Choosing a certain fixed t/f-resolution grid typically involves a
trade-off between time and frequency resolution.
[0014] The effect of a fixed t/f-resolution can be demonstrated on
the example of typical object signals in an audio signal mixture.
For example, the spectra of tonal sounds exhibit a harmonically
related structure with a fundamental frequency and several
overtones. The energy of such signals is concentrated at certain
frequency regions. For such signals, a high frequency resolution of
the utilized t/f-representation is beneficial for separating the
narrowband tonal spectral regions from a signal mixture. In the
contrary, transient signals, like drum sounds, often have a
distinct temporal structure: substantial energy is only present for
short periods of time and is spread over a wide range of
frequencies. For these signals, a high temporal resolution of the
utilized t/f-representation is advantageous for separating the
transient signal portion from the signal mixture.

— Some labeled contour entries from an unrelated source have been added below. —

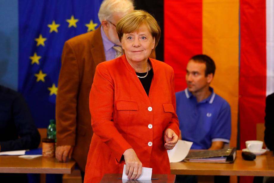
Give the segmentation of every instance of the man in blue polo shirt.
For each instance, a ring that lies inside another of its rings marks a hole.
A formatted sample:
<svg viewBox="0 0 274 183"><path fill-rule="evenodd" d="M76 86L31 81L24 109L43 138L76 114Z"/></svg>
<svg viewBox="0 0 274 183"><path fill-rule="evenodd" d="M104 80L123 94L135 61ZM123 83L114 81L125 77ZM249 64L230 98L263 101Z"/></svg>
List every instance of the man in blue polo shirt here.
<svg viewBox="0 0 274 183"><path fill-rule="evenodd" d="M176 94L182 139L193 142L192 149L219 149L229 143L230 107L209 87L215 69L208 56L193 57L186 67L187 87Z"/></svg>

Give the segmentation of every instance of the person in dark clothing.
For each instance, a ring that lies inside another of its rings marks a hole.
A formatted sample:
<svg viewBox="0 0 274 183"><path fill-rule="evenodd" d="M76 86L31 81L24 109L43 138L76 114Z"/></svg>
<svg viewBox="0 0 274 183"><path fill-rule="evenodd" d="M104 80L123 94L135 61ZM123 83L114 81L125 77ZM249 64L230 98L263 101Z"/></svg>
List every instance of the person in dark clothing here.
<svg viewBox="0 0 274 183"><path fill-rule="evenodd" d="M274 93L268 96L265 102L265 117L264 117L265 130L264 143L270 150L274 150Z"/></svg>
<svg viewBox="0 0 274 183"><path fill-rule="evenodd" d="M264 143L268 148L271 151L274 150L274 113L273 108L274 108L274 93L268 96L265 100L265 117L264 117L264 125L265 129L264 130ZM257 179L258 179L255 177ZM264 182L270 183L274 182L274 177L261 177L261 180L263 179ZM254 181L253 182L259 182Z"/></svg>
<svg viewBox="0 0 274 183"><path fill-rule="evenodd" d="M40 134L23 96L0 85L0 152L37 148L40 139ZM0 173L0 180L28 182L24 174Z"/></svg>

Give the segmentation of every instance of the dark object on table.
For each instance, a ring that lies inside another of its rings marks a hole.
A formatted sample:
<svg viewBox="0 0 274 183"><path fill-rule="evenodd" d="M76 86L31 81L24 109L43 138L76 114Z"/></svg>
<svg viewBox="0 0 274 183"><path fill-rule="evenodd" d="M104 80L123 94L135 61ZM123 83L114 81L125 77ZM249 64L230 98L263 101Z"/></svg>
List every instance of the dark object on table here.
<svg viewBox="0 0 274 183"><path fill-rule="evenodd" d="M256 155L250 152L242 152L242 156L243 159L247 161L252 161L256 159Z"/></svg>
<svg viewBox="0 0 274 183"><path fill-rule="evenodd" d="M189 153L184 161L192 162L193 160L201 161L195 162L211 163L233 163L236 158L236 148L222 149L217 150L202 150L191 151ZM212 158L225 158L225 161L212 161ZM193 161L193 162L194 162Z"/></svg>

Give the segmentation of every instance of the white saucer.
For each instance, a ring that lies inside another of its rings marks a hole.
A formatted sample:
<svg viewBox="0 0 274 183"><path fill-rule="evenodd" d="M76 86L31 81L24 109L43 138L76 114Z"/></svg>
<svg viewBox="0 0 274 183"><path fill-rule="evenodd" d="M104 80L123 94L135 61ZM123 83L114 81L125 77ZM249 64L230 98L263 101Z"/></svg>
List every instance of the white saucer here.
<svg viewBox="0 0 274 183"><path fill-rule="evenodd" d="M248 150L248 149L247 148L246 148L245 149L243 149L242 150L242 151L246 151L247 152L250 152L250 151L249 151L249 150ZM254 151L253 152L251 152L252 153L255 154L256 155L261 155L262 154L263 154L264 153L266 152L266 149L262 149L261 150L259 151Z"/></svg>

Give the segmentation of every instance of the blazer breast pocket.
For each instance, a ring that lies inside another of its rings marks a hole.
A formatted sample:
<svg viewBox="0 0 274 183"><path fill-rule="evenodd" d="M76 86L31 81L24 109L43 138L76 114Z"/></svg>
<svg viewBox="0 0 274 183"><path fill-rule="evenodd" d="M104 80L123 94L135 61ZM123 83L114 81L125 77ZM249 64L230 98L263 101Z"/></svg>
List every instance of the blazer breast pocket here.
<svg viewBox="0 0 274 183"><path fill-rule="evenodd" d="M116 102L116 123L120 126L127 126L133 118L137 117L138 104L134 101L119 100Z"/></svg>
<svg viewBox="0 0 274 183"><path fill-rule="evenodd" d="M163 104L163 107L164 108L165 119L169 122L172 117L172 113L175 111L174 108L172 104L168 103Z"/></svg>

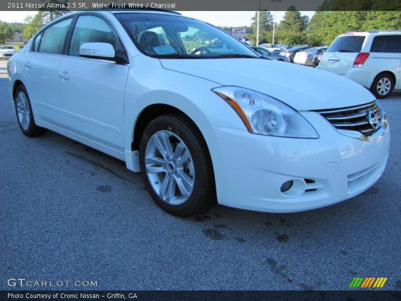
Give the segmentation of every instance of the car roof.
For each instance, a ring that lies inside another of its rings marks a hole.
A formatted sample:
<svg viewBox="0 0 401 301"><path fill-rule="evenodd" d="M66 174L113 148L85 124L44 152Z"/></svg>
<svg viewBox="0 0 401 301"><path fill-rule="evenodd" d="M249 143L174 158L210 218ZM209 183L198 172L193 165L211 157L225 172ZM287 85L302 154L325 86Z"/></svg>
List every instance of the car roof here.
<svg viewBox="0 0 401 301"><path fill-rule="evenodd" d="M399 30L371 30L368 32L350 32L345 33L340 36L362 36L366 37L370 35L401 35L401 31Z"/></svg>
<svg viewBox="0 0 401 301"><path fill-rule="evenodd" d="M139 13L141 14L160 14L162 15L175 15L182 16L182 15L178 12L174 12L174 11L165 11L164 10L159 10L157 9L137 9L134 10L117 10L117 11L109 11L112 14L121 14L122 13Z"/></svg>

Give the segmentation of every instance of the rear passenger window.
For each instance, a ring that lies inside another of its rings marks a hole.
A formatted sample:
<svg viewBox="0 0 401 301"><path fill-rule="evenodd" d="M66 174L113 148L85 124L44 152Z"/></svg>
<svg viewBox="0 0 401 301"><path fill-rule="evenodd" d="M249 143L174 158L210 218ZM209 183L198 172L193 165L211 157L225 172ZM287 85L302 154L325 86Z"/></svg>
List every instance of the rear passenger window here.
<svg viewBox="0 0 401 301"><path fill-rule="evenodd" d="M78 18L74 29L70 55L79 56L79 49L85 43L107 43L115 50L117 38L110 26L101 18L82 16Z"/></svg>
<svg viewBox="0 0 401 301"><path fill-rule="evenodd" d="M401 35L375 37L370 52L401 53Z"/></svg>
<svg viewBox="0 0 401 301"><path fill-rule="evenodd" d="M71 18L56 23L46 29L42 37L39 52L62 54L64 39L67 35L70 24L71 23Z"/></svg>
<svg viewBox="0 0 401 301"><path fill-rule="evenodd" d="M42 39L42 34L43 33L41 33L40 35L38 35L35 39L33 49L33 51L35 52L38 52L39 50L39 44L41 44L41 40Z"/></svg>
<svg viewBox="0 0 401 301"><path fill-rule="evenodd" d="M326 51L360 52L364 41L365 37L363 36L343 36L334 40Z"/></svg>

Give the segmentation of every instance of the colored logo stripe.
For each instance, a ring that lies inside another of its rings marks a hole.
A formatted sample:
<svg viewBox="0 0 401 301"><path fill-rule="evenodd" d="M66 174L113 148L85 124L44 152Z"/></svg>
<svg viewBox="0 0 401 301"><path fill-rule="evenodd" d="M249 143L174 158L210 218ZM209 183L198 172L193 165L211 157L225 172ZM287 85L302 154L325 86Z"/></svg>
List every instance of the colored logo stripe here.
<svg viewBox="0 0 401 301"><path fill-rule="evenodd" d="M363 278L354 278L351 282L351 284L349 284L349 287L354 288L359 287L363 280Z"/></svg>
<svg viewBox="0 0 401 301"><path fill-rule="evenodd" d="M375 277L355 277L351 281L349 287L352 288L357 288L359 286L365 288L369 287L373 288L381 288L384 285L387 279L387 277L379 277L377 278Z"/></svg>

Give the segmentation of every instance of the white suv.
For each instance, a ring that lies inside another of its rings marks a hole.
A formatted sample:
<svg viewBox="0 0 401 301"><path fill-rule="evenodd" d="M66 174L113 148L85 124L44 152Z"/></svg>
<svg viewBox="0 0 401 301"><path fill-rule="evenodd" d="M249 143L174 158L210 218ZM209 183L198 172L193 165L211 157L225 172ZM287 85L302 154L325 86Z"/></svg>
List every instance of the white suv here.
<svg viewBox="0 0 401 301"><path fill-rule="evenodd" d="M338 37L318 68L343 75L385 98L401 89L401 32L372 31Z"/></svg>

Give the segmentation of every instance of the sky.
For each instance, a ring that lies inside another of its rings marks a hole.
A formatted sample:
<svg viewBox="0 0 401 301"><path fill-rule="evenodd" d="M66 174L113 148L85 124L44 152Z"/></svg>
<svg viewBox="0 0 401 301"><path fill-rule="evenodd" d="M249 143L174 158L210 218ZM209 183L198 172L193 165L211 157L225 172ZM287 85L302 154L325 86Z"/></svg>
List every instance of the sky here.
<svg viewBox="0 0 401 301"><path fill-rule="evenodd" d="M249 26L251 18L255 12L180 12L183 16L197 19L216 26ZM285 12L277 11L276 22L278 23L284 16ZM35 12L0 12L0 20L5 22L22 22L28 16L36 14ZM311 18L314 12L301 12ZM274 12L272 12L274 15Z"/></svg>

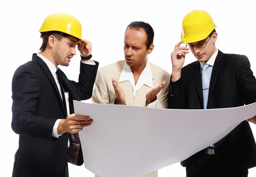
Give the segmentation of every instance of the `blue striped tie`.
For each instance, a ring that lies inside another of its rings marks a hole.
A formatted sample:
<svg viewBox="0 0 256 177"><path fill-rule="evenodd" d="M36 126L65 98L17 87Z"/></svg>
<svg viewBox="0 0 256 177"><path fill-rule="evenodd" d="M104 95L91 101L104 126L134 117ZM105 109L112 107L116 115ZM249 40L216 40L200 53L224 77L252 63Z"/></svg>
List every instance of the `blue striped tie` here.
<svg viewBox="0 0 256 177"><path fill-rule="evenodd" d="M202 86L203 87L203 96L204 98L204 109L207 109L208 97L209 94L210 79L206 70L210 66L208 64L202 66Z"/></svg>

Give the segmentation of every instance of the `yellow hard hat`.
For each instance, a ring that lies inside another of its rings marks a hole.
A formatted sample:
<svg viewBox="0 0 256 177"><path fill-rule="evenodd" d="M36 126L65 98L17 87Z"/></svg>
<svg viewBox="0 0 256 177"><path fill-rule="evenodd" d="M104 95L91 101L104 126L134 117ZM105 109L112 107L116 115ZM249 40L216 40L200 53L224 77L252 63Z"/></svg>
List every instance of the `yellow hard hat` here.
<svg viewBox="0 0 256 177"><path fill-rule="evenodd" d="M185 44L203 40L216 27L208 12L194 10L183 19L180 40Z"/></svg>
<svg viewBox="0 0 256 177"><path fill-rule="evenodd" d="M72 15L64 13L50 14L44 19L39 32L58 31L64 32L79 39L85 45L86 41L82 38L82 26Z"/></svg>

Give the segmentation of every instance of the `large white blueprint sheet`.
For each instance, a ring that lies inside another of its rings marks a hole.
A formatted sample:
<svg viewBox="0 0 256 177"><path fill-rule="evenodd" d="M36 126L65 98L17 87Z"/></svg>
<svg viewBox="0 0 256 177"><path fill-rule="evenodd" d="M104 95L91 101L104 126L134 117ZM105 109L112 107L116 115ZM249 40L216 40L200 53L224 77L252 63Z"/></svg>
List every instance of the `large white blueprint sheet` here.
<svg viewBox="0 0 256 177"><path fill-rule="evenodd" d="M135 177L179 162L256 115L256 104L174 110L75 101L75 113L93 119L79 133L84 166L101 177Z"/></svg>

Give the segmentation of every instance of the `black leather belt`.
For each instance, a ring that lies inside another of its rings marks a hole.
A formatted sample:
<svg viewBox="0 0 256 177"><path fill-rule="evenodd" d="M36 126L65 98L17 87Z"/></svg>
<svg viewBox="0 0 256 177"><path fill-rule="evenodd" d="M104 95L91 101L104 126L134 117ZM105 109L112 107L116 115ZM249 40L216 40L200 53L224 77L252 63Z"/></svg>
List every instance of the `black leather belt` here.
<svg viewBox="0 0 256 177"><path fill-rule="evenodd" d="M204 153L209 155L214 155L218 154L216 151L216 150L212 148L206 148L203 150L203 151Z"/></svg>

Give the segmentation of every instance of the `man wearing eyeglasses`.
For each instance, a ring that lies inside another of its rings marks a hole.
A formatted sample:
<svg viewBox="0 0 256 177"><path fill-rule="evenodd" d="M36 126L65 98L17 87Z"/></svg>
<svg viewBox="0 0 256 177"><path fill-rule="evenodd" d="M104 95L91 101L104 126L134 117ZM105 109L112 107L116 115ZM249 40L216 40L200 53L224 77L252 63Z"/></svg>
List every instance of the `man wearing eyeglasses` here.
<svg viewBox="0 0 256 177"><path fill-rule="evenodd" d="M218 49L216 27L204 11L184 17L182 41L171 55L169 108L222 108L256 102L256 80L248 58ZM180 46L183 43L186 47ZM197 61L182 68L189 50ZM256 166L256 145L248 122L256 124L256 120L243 121L222 139L181 162L186 177L247 177L248 169Z"/></svg>

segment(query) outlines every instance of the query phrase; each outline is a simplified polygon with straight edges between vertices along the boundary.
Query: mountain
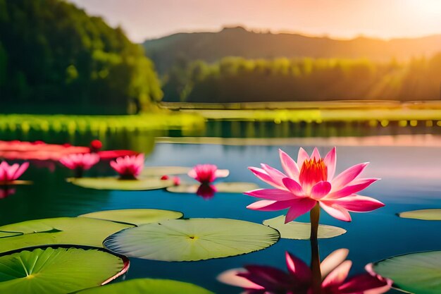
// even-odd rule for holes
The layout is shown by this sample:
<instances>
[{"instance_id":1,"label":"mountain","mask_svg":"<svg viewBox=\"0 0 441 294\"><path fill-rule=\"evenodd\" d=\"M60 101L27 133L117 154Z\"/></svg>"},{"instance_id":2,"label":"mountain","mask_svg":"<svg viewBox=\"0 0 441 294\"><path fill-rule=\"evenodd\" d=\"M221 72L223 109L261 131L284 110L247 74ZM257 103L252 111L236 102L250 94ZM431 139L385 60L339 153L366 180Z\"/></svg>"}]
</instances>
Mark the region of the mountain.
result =
<instances>
[{"instance_id":1,"label":"mountain","mask_svg":"<svg viewBox=\"0 0 441 294\"><path fill-rule=\"evenodd\" d=\"M164 73L176 62L197 59L213 62L225 56L407 60L441 51L441 35L390 40L367 37L341 40L298 34L258 33L236 27L218 32L174 34L147 40L143 46L158 71Z\"/></svg>"}]
</instances>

[0015] Current audio object coding schemes offer only a limited
variability in the time-frequency selectivity of the SAOC
processing. For instance, MPEG SAOC [SAOC] [SAOC1] [SAOC2] is
limited to the time-frequency resolution that can be obtained by
the use of the so-called Hybrid Quadrature Mirror Filter Bank
(Hybrid-QMF) and its subsequent grouping into parametric bands.
Therefore, object restoration in standard SAOC (MPEG SAOC, as
standardized in [SAOC]) often suffers from the coarse frequency
resolution of the Hybrid-QMF leading to audible modulated crosstalk
from the other audio objects (e.g., double-talk artifacts in speech
or auditory roughness artifacts in music).
[0016] Audio object coding schemes, such as Binaural Cue Coding
[BCC] and Parametric Joint-Coding of Audio Sources [JSC], are also
limited to the use of one fixed resolution filter bank. The actual
choice of a fixed resolution filter bank or transform involves a
predefined trade-off in terms of optimality between temporal and
spectral properties of the coding scheme.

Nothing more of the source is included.